Contract for Deed

A Contract for Deed, also known as a Land Contract or Installment Sale Agreement, is a type of real estate transaction where the seller finances the purchase of the property for the buyer. The buyer agrees to pay the purchase price in installments over time, while the seller retains the legal title to the property until the buyer has paid the full purchase price. Once the final payment is made, the seller transfers the legal title to the buyer.

Key Features of a Contract for Deed:

  1. Ownership: The seller retains the legal title to the property until all payments are made.
  2. Payments: The buyer makes regular installment payments to the seller.
  3. Default: If the buyer defaults on the contract, the seller can reclaim the property, and the buyer may lose all payments made.
  4. Interest: Often, the buyer pays interest on the outstanding balance, similar to a traditional mortgage.
  5. Equity: The buyer gains equitable title and builds equity in the property as payments are made.

Legality in Texas:

Yes, Contracts for Deed are legal in Texas, but they are subject to specific regulations to protect both buyers and sellers. The Texas Property Code includes provisions that address the requirements and limitations of such agreements, particularly for properties in certain areas like colonias.

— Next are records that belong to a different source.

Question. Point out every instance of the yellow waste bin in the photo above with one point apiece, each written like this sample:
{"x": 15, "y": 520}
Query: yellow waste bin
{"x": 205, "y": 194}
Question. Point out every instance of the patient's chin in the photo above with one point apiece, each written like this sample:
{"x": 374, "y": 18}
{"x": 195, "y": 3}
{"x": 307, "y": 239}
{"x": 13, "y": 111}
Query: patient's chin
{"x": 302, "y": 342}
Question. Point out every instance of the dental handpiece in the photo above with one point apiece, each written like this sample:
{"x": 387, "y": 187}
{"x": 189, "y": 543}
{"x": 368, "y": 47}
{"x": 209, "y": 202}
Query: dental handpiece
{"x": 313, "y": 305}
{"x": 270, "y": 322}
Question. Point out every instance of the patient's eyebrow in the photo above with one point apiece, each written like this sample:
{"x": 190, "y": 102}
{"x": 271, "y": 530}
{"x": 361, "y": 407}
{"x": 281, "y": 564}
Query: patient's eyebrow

Important Legal Provisions in Texas:

  1. Notice and Disclosure Requirements: Sellers must provide specific disclosures to the buyer, including details about the condition of the property and the terms of the sale.
  2. Recordation: The contract must be recorded in the county where the property is located within a certain period.
  3. Cure Period: If the buyer defaults, Texas law provides a cure period during which the buyer can make up missed payments to avoid forfeiture of the property.
  4. Annual Accounting Statement: Sellers are required to provide buyers with an annual statement showing payments received and the remaining balance.
  5. Right to Convert: Buyers have the right to convert the contract to a traditional mortgage under certain conditions.

These regulations are designed to prevent abuses that have historically occurred with Contract for Deed transactions, such as predatory lending practices and lack of transparency. If considering a Contract for Deed in Texas, it is advisable to consult with a real estate attorney to ensure compliance with state laws and to protect your interests.